Search code examples
hadoophivesqoophadoop2hcatalog

Sqoop incremental export using hcatalog?


Is there a way to use sqoop to do incremental exports ? I am using Hcatalog integration for sqoop.I tried using the --last-value, --check-column options which are used for incremental import, but sqoop gave me error that the options were invalid.


Solution

  • I have not seen incremental sqoop export arguments. The other way you could try is to create a contol_table in hive where you keep log of the table name & timestamp when it was last exported every time.

    create table if not exists control_table (
     table_name  string,
     export_date timestamp
    );
    
    insert into control_table 'export_table1' as table_name, from_unixtime(unix_timestamp()) as export_date from control_table;
    

    If export_table1 is the table you want to export incrementally and assuming if have already executed above two statements.

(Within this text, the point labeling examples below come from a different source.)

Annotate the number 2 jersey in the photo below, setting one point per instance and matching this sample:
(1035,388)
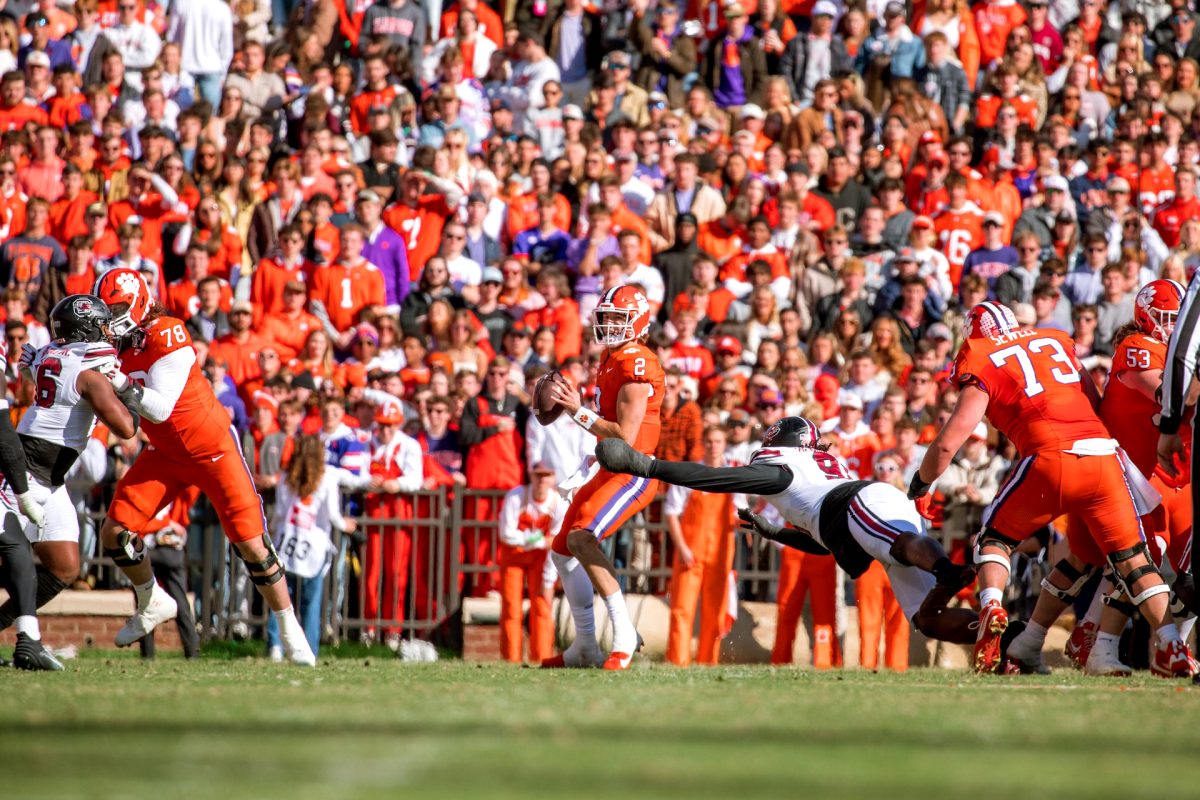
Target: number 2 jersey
(55,428)
(198,423)
(1033,386)
(1127,413)
(633,364)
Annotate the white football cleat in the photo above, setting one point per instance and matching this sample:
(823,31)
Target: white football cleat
(160,609)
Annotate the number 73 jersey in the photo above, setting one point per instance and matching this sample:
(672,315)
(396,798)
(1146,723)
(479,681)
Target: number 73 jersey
(1033,385)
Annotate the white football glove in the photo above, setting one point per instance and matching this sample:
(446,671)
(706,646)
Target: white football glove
(33,511)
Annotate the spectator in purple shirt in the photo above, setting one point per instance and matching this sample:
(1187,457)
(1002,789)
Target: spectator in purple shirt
(384,247)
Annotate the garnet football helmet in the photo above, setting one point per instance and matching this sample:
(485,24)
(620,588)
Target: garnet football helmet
(792,432)
(622,316)
(989,319)
(79,318)
(127,296)
(1156,307)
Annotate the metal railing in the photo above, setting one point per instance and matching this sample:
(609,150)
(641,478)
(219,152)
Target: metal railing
(445,552)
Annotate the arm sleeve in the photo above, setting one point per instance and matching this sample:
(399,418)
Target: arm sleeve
(1181,360)
(753,479)
(165,384)
(12,455)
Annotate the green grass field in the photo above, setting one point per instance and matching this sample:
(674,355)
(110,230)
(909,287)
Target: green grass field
(114,727)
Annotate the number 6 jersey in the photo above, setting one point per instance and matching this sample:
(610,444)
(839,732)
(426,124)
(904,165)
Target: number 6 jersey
(1033,386)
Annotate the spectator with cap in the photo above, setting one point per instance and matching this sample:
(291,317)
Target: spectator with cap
(667,54)
(994,258)
(528,518)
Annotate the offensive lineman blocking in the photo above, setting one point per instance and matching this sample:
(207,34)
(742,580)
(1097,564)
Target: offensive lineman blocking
(191,444)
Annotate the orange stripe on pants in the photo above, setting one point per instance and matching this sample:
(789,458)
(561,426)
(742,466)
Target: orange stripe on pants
(801,573)
(879,611)
(521,570)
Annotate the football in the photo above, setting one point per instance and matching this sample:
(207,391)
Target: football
(545,409)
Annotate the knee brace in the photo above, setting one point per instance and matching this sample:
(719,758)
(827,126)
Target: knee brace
(1078,578)
(1125,582)
(993,537)
(267,572)
(130,549)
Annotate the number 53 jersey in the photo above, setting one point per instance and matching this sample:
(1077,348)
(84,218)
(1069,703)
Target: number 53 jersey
(1035,389)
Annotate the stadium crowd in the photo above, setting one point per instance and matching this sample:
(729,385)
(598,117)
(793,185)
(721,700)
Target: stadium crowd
(399,215)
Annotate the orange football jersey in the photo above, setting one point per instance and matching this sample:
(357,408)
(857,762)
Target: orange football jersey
(198,423)
(633,364)
(1035,390)
(1128,414)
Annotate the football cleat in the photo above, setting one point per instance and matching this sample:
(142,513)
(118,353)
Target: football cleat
(576,656)
(31,654)
(1173,661)
(993,624)
(1079,645)
(619,660)
(1105,665)
(160,609)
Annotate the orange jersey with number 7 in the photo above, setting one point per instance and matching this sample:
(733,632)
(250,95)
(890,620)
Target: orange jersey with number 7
(1033,386)
(198,423)
(633,364)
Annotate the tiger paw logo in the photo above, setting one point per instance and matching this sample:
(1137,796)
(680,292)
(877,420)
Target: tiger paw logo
(129,283)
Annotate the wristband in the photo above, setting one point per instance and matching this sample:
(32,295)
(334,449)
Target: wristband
(585,417)
(918,487)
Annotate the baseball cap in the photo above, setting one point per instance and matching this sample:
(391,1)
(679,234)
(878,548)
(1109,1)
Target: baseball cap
(265,400)
(1055,184)
(850,400)
(939,331)
(729,344)
(753,112)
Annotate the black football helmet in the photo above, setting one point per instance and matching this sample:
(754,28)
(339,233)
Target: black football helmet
(792,432)
(79,318)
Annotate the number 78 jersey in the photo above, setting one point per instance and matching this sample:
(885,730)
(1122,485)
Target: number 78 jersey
(1035,389)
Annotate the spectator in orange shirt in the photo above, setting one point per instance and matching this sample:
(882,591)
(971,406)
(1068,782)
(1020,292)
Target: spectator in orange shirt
(346,288)
(274,272)
(288,328)
(67,214)
(239,348)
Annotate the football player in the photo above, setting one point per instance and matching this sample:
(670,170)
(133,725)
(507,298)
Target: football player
(629,392)
(70,394)
(1127,410)
(1032,388)
(856,522)
(192,444)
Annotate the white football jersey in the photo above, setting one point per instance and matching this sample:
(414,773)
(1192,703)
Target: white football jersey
(815,473)
(59,413)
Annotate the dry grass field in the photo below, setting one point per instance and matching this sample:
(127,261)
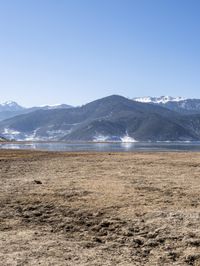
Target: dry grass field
(99,208)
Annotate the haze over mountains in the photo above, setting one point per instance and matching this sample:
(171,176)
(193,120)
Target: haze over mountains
(113,118)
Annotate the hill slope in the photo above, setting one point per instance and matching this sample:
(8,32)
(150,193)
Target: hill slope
(109,118)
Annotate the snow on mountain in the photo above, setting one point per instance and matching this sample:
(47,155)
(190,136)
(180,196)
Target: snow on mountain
(10,106)
(158,100)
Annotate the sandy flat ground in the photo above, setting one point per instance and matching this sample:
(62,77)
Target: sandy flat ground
(99,208)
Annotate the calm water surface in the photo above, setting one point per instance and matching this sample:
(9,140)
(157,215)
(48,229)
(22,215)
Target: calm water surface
(107,147)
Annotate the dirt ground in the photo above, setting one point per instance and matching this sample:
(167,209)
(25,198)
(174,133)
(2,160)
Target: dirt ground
(99,208)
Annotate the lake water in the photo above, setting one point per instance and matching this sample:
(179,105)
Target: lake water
(105,147)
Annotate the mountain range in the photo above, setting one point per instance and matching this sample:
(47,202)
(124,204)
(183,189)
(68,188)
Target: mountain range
(10,109)
(113,118)
(178,104)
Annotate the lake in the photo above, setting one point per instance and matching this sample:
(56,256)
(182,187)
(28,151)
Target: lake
(104,147)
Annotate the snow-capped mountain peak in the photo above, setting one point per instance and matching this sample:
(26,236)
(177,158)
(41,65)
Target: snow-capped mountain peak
(10,106)
(159,100)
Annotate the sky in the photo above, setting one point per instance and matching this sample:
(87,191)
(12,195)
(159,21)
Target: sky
(75,51)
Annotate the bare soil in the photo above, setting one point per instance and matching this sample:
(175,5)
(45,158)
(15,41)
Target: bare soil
(99,208)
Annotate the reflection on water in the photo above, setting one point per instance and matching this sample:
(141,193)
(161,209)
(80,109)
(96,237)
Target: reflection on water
(109,147)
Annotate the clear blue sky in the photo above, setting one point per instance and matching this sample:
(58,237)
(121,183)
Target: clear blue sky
(74,51)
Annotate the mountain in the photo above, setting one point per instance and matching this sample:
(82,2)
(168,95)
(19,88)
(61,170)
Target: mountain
(158,100)
(178,104)
(109,118)
(10,109)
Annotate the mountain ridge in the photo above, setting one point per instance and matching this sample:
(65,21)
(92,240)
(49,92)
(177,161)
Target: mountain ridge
(112,118)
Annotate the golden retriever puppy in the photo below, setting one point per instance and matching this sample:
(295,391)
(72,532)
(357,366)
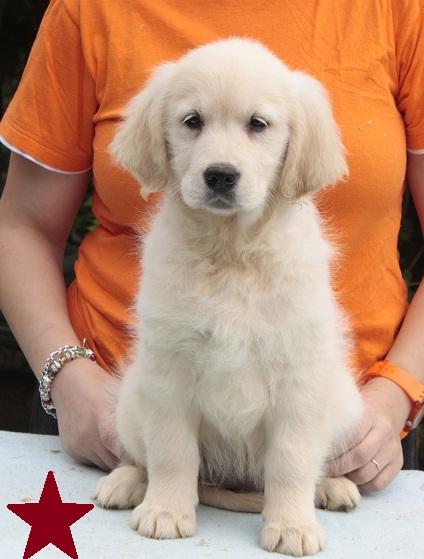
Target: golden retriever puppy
(240,373)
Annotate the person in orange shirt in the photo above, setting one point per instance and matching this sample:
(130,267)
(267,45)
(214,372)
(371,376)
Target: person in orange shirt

    --execute below at once   
    --get the timestamp when the table was last executed
    create temporary table control_table_now as select table_name, max(export_date) as last_export_date from control_table group by table_name;
    
    --get incremental rows
    create table new_export_table1 as select field1, field2, field3, .... timestamp1 from export_table1 e, control_table_now c where c.table_name = 'export_table1' and e.timestamp1 >= c.last_export_date;
    
    --append the control_table for next process
    insert into control_table 'export_table1' as table_name, from_unixtime(unix_timestamp()) as export_date from control_table;
    

    Now, export the new_export_table1 table which is incrementally created using sqoop export command.